There is a saying that goes something like this, if you run into a jerk in the morning, he’s probably a jerk. If you run into jerks all day, you are the jerk. To hear the Trump administration explain it, we’ve been running into jerks all day. Americans have been ripped off by every country in the world since WWII. We’ve spent the last 80 years getting swindled by the Europeans. The Asians joined the party about 50 years ago and even our neighbors to the North and South have been picking on us for the last few decades. There is a problem with this description. It’s false. The richest most powerful country in the world has not been, “looted, pillaged, raped, and plundered by nations near and far.” We should reject the narrative that characterizes us as victims.
When I hear of the American dystopia created by “unfair” trade, I look outside and wonder if I’m living in the same country. To be fair, the streets of Sanilac County are not paved with gold but the grocery stores are stocked, the gas tanks are full, and opportunities exist for those who seek them. These are privileges recognized by few people throughout time. It takes stupendous historical illiteracy to confuse a peaceful and prosperous nation with one that has been ravaged for decades.
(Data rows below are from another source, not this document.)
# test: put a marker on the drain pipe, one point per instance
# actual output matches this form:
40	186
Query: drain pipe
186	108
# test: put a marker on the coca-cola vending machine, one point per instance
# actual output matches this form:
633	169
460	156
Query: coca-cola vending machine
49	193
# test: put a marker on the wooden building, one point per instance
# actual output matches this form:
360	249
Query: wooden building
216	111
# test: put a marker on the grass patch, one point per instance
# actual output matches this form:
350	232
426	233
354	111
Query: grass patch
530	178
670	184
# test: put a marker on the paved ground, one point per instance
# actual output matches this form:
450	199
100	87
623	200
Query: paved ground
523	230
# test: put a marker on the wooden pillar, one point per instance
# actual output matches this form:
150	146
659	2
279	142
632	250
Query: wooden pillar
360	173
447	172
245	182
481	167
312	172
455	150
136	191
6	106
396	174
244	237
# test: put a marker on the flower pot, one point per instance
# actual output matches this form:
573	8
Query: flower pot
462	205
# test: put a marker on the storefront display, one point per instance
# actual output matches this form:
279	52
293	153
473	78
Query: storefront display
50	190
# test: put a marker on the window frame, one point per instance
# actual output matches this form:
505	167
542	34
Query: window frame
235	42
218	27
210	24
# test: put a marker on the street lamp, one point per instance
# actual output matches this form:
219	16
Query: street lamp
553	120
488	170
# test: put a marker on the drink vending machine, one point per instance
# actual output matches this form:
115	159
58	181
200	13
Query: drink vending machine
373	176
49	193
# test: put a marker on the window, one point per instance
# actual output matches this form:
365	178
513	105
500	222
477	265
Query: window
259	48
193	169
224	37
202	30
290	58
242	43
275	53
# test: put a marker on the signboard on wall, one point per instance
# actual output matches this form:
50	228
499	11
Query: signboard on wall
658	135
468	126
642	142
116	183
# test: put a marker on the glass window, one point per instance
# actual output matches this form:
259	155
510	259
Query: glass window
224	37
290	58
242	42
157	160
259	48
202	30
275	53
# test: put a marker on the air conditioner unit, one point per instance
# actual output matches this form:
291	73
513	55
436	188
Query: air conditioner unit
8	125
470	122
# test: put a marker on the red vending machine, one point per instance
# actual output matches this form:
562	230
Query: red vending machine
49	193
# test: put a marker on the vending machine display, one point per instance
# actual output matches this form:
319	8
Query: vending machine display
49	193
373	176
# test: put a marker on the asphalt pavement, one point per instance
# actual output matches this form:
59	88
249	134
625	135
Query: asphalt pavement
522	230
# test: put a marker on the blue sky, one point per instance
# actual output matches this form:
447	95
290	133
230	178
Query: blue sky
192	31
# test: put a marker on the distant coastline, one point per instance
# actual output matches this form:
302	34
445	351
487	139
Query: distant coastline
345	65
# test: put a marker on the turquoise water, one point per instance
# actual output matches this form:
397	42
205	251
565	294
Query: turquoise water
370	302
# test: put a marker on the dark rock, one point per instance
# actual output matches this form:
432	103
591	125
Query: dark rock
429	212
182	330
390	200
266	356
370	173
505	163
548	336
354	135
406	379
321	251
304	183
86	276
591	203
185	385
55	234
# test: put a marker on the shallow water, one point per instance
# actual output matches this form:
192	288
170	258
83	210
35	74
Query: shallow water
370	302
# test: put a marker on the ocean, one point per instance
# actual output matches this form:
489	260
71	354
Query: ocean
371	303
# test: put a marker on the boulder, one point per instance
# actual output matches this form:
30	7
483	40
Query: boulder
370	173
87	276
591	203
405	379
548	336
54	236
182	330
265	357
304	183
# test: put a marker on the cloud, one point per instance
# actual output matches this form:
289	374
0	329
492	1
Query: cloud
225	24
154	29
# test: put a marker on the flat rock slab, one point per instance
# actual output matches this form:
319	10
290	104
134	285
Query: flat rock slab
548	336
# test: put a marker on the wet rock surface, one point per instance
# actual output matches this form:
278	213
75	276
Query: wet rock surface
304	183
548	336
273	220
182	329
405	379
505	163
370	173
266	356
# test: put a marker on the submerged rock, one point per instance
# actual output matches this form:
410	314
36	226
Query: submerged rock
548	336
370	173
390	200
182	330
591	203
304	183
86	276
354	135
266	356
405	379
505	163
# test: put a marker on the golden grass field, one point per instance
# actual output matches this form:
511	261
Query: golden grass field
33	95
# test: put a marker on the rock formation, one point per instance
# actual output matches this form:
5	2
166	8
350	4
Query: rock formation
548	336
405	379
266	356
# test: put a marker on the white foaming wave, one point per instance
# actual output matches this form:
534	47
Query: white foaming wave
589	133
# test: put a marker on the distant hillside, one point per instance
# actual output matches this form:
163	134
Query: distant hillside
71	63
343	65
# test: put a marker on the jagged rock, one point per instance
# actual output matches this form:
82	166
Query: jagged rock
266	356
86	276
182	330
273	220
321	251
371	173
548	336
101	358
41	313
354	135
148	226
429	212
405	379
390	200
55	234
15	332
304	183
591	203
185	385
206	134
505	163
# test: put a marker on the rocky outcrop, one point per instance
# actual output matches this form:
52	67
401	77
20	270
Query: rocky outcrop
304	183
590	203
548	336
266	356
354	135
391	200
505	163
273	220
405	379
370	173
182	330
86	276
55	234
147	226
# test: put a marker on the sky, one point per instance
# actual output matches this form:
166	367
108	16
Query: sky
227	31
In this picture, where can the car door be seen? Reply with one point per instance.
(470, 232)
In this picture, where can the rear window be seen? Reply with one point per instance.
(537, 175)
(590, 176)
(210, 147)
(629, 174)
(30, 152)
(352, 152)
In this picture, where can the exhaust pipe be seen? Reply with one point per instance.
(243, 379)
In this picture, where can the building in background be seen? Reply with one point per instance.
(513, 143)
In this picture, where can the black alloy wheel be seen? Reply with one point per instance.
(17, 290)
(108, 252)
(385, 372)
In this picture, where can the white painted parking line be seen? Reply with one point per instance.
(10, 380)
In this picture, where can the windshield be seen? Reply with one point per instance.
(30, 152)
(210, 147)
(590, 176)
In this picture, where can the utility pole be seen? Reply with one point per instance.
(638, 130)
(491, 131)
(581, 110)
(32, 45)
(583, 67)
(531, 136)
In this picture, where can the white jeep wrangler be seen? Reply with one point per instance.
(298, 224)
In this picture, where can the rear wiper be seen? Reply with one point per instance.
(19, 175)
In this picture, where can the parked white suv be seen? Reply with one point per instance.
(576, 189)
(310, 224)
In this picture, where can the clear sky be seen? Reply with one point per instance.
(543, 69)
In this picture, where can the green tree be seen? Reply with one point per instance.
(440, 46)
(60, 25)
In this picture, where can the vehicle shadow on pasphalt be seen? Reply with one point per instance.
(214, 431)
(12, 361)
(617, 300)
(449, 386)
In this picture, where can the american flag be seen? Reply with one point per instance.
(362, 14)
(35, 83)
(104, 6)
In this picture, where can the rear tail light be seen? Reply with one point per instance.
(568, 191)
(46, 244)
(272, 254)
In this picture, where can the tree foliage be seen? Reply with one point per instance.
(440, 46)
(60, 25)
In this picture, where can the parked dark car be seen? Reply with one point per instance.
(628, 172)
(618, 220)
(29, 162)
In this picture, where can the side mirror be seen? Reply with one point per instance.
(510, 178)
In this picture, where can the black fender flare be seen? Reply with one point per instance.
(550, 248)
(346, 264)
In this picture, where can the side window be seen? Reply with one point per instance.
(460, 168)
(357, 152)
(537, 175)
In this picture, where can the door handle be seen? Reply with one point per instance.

The American Dream promises life, liberty, and the pursuit of happiness. It’s alive and well. Our youth inherit a land of plenty. The class of 2025 is filled with ambitious graduates. As a member of the Sanilac County Community Foundation, I review their scholarship essays. They plan on becoming engineers, nurses, teachers, farmers, mechanics, and everything else imaginable. If they study hard and play by the rules, they will succeed. It would be a shame to convince them their futures were stolen. Furthermore over 1 million legal immigrants move to the USA every year. Millions more are standing in line behind them. America is a magnet attracting ambitious people from all over the world, not a hollowed out ruin filled with victims of international trade.
As Kid Rock sings, “You get what you put in and people get what they deserve.” When we fail, the most likely location to find the culprit is the mirror. For those of us struggling, the solution lies in our hearts and minds with the help of our friends and families, not the manipulation of tariff rates and trade imbalances. When we think of ourselves as victims, it relieves us of the responsibility for our own actions and conveniently places the blame on shadowy figures. Americans are traditionally problem solvers, not whiners. Let’s keep it that way. To be clear, life isn’t fair. Kindergartners learn that but cultivating outsized grievances for minor injustices distorts our view of the world.
We are not being “looted, pillaged, raped, and plundered.” If we were, we wouldn’t need Donald Trump or JD Vance to tell us. We do need to renegotiate certain trade deals, but let’s do it as equals with our trading partners, not as crybabies. Anyone who tries to convince us that running a trade deficit is the same as being violated is selling grievance. Don’t buy it.